US 11,756,231 B2
	Method and apparatus for scale calibration and optimization of a monocular visual-inertial localization system
Yi Chen, San Jose, CA (US); Ke Huang, San Jose, CA (US); and Wei Xi, San Jose, CA (US)
Assigned to MIDEA GROUP CO., LTD., Foshan (CN)
Filed by Midea Group Co., Ltd., Foshan (CN)
Filed on Jun. 29, 2021, as Appl. No. 17/362,832.
Prior Publication US 2022/0414932 A1, Dec. 29, 2022
Int. Cl. G06T 7/80 (2017.01); H04N 5/247 (2006.01); G01C 21/16 (2006.01); B25J 9/16 (2006.01); B25J 5/00 (2006.01)

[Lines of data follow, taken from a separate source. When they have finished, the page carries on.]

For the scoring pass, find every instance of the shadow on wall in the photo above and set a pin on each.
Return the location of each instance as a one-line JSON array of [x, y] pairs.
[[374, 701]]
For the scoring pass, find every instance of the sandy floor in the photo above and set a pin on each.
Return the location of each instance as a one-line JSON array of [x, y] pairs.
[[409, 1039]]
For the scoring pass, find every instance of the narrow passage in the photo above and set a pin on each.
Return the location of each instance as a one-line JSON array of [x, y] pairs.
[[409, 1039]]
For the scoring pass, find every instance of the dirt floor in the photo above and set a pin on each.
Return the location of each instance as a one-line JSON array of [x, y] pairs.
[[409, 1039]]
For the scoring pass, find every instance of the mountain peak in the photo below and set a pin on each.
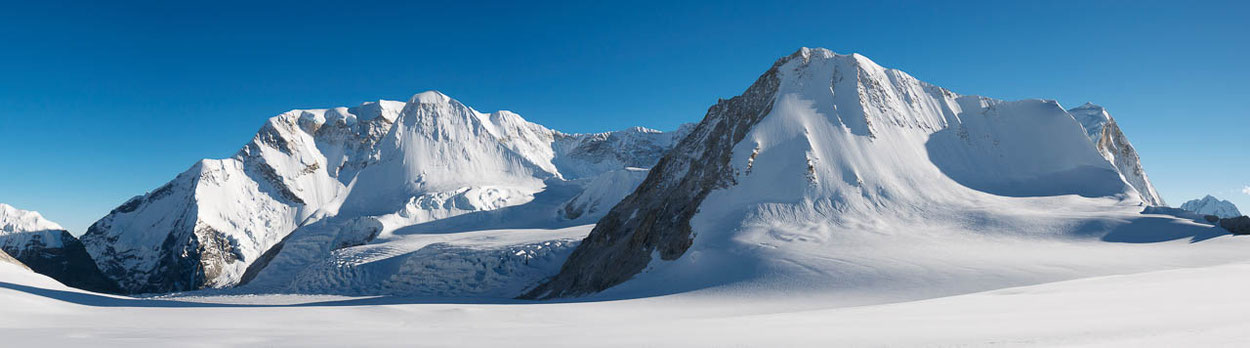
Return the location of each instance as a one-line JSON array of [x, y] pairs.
[[15, 220], [430, 97]]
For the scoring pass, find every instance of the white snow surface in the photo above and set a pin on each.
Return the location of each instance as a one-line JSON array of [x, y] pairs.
[[1211, 205], [874, 210], [19, 228], [365, 172], [1184, 307], [884, 187]]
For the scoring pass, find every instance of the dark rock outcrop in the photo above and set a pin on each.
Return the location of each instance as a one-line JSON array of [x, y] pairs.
[[1236, 225], [68, 263], [655, 218]]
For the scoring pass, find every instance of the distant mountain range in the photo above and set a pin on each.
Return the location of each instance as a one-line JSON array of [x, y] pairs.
[[828, 170]]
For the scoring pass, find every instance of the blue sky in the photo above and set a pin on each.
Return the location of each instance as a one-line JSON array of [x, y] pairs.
[[101, 102]]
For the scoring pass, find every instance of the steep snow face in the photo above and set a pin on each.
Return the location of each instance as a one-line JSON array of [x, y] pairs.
[[1115, 147], [826, 153], [205, 227], [581, 155], [49, 249], [1211, 205], [345, 177]]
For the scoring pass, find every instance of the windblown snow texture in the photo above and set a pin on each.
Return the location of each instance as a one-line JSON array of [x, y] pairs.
[[364, 170], [826, 147], [1211, 205], [49, 249]]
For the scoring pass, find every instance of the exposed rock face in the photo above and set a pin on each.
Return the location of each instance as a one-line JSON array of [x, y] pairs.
[[344, 175], [656, 215], [206, 225], [1236, 225], [49, 249], [1211, 205], [824, 139], [6, 258], [1115, 147]]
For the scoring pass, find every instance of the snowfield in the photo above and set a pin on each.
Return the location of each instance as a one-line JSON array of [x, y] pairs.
[[834, 203], [1191, 307]]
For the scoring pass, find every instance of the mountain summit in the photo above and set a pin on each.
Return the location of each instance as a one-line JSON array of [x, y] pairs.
[[359, 173], [826, 154], [46, 248]]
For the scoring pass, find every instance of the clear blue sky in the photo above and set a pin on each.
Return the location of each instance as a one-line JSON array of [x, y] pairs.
[[103, 102]]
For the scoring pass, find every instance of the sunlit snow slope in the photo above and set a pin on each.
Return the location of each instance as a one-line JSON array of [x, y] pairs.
[[833, 173], [345, 177]]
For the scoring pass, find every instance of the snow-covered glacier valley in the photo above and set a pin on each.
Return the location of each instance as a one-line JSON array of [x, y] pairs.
[[835, 202]]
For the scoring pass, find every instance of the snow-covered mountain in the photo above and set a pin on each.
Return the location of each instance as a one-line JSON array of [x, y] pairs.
[[1211, 205], [1115, 147], [831, 170], [49, 249], [345, 177]]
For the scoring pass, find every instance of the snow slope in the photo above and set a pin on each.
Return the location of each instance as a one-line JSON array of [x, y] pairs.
[[1114, 145], [1211, 205], [49, 249], [364, 172], [834, 173], [1201, 307]]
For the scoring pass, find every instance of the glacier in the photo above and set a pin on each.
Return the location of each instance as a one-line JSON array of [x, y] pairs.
[[325, 180]]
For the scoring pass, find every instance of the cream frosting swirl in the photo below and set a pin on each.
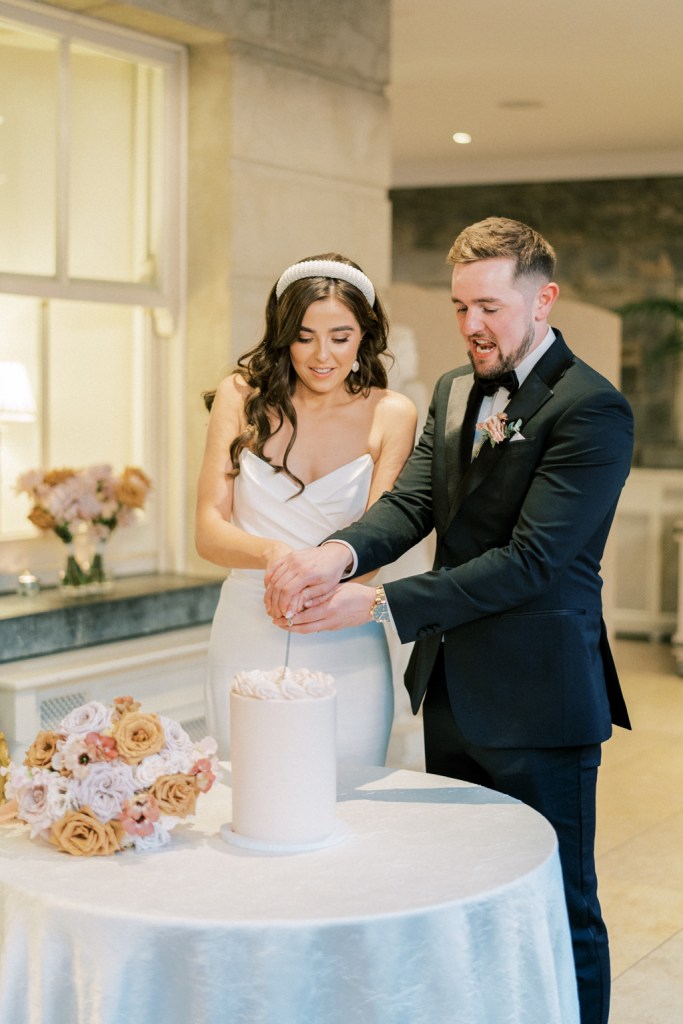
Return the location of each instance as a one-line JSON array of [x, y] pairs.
[[283, 684]]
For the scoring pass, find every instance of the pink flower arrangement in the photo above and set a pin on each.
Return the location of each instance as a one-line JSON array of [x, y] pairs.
[[110, 778], [68, 501]]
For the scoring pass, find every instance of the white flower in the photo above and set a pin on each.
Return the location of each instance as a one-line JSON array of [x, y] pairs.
[[206, 748], [165, 763], [176, 737], [60, 797], [31, 792], [93, 717], [72, 756], [105, 788]]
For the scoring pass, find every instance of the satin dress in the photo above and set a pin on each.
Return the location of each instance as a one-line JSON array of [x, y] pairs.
[[243, 637]]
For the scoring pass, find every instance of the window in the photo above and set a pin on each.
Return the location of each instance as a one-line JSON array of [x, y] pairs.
[[91, 128]]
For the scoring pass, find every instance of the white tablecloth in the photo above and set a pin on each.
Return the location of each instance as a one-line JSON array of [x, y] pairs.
[[443, 906]]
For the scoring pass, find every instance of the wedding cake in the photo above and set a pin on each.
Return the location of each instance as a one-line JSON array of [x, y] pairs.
[[283, 726]]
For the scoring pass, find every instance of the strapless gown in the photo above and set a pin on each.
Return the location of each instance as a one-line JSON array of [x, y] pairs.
[[243, 637]]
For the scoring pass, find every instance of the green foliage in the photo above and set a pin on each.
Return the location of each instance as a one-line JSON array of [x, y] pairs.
[[671, 343]]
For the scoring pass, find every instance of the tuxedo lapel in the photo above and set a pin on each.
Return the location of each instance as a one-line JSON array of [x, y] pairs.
[[455, 432], [531, 396]]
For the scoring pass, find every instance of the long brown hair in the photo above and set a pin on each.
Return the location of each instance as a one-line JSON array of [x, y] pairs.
[[267, 369]]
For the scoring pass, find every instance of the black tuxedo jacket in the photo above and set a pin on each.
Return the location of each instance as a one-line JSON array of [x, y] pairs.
[[515, 591]]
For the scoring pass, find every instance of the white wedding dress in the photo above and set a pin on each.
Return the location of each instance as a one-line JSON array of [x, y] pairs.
[[243, 637]]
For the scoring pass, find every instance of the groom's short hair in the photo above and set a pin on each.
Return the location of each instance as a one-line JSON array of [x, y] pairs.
[[503, 238]]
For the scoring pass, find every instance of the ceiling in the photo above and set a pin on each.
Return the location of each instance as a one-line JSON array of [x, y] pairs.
[[548, 89]]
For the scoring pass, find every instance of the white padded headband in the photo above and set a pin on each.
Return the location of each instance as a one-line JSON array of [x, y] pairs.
[[327, 268]]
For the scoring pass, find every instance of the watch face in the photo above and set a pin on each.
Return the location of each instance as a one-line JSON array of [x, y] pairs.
[[381, 612]]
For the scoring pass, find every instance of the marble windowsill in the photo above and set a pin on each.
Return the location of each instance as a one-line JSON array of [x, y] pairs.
[[137, 606]]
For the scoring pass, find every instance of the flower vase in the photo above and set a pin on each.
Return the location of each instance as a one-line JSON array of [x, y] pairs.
[[98, 580], [74, 579]]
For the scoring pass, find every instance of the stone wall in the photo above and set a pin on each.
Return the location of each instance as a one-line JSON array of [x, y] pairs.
[[616, 242]]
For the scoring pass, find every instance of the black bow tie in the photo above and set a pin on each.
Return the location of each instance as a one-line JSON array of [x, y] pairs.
[[489, 385]]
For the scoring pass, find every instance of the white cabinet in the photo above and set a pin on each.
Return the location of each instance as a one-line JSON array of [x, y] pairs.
[[165, 672], [644, 556]]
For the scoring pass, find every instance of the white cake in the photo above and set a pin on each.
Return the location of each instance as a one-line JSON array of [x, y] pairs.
[[283, 729]]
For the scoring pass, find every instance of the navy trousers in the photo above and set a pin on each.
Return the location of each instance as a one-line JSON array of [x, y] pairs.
[[560, 783]]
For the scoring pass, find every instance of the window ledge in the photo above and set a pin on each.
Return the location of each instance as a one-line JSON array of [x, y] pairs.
[[138, 606]]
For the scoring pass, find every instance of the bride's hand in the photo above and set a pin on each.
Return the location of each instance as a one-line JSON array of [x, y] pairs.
[[348, 604], [303, 578]]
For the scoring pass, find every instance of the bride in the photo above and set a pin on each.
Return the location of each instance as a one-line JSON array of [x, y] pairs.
[[303, 436]]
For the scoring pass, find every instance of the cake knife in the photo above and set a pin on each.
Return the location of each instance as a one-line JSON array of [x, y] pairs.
[[289, 637]]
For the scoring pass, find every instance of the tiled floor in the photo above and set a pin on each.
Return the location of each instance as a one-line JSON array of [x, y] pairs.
[[640, 840], [640, 834]]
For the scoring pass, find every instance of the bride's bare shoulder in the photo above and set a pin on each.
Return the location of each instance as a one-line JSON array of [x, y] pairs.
[[233, 389], [394, 408]]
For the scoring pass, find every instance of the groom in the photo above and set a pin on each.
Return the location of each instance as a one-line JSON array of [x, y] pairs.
[[511, 654]]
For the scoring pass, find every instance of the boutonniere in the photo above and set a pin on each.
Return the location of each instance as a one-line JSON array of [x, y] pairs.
[[497, 429]]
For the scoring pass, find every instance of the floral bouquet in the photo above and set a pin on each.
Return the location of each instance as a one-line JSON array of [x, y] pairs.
[[111, 778], [68, 501]]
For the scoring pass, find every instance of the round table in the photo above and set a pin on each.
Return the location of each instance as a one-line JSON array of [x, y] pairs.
[[444, 905]]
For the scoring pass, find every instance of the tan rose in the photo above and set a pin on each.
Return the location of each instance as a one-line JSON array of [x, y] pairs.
[[83, 835], [131, 487], [40, 753], [124, 706], [175, 795], [138, 736], [41, 518]]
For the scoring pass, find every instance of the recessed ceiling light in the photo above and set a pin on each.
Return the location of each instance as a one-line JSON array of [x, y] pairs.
[[520, 104]]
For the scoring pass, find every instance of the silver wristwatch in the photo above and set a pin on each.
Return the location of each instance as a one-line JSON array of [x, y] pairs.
[[380, 609]]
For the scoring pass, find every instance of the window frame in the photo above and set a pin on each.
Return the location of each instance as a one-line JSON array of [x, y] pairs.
[[163, 300]]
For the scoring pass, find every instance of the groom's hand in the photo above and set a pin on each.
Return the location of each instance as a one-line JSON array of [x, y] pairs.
[[304, 578], [348, 604]]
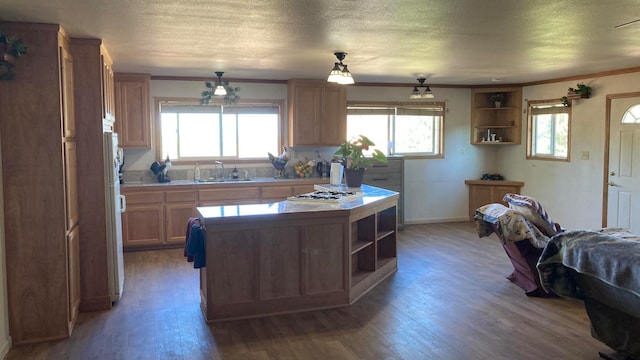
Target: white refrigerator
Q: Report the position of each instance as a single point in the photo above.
(115, 206)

CPC G06T 7/80 (2017.01) [B25J 5/007 (2013.01); B25J 9/1692 (2013.01); G01C 21/1656 (2020.08); G06T 2207/10016 (2013.01); G06T 2207/30244 (2013.01)]

17 Claims

1. A method, comprising:

capturing, by a camera disposed on a device moving in an environment, a plurality of image frames recorded in a first coordinate reference frame at respective locations within a portion of the environment in a first time period;

capturing, by an inertial measurement unit disposed on the device, sets of inertial odometry data recorded in a second coordinate reference frame, the sets of inertial odometry data corresponding to the plurality of image frames at the respective locations, in the first time period;

storing in a buffer, a matching pair of an image frame and a set of inertial odometry data that satisfies first criteria;

in accordance with a determination that a threshold number of matching pairs of image frames and inertial odometry data have been stored:

determining a rotational transformation matrix that corresponds to a relative rotation between the first coordinate reference frame and the second coordinate reference frame;

determining a scale factor from the matching pairs of image frames, wherein the rotational transformation matrix defines an orientation of the device, and the scale factor and the rotational transformation matrix calibrate the plurality of image frames captured by the camera, wherein the scale factor is solved as a parameter to a least square problem based on the matching pairs of image frames and inertial odometry data;

determining a translation transformation vector from the matching pairs of image frames, and wherein the rotational transformation matrix and the translation transformation vector define a transformation pose for transforming the first coordinate reference frame into the second coordinate reference frame, wherein the translation transformation vector is referenced to the first coordinate reference frame when a respective image of the matching pairs of image frames is taken to reduce scale ambiguity associated with the respective image,

multiplying the scale factor to the translation transformation vector, and

further multiplying a pose of a body frame of the device referenced to a camera frame when the respective image of the matching pairs of image frames is taken.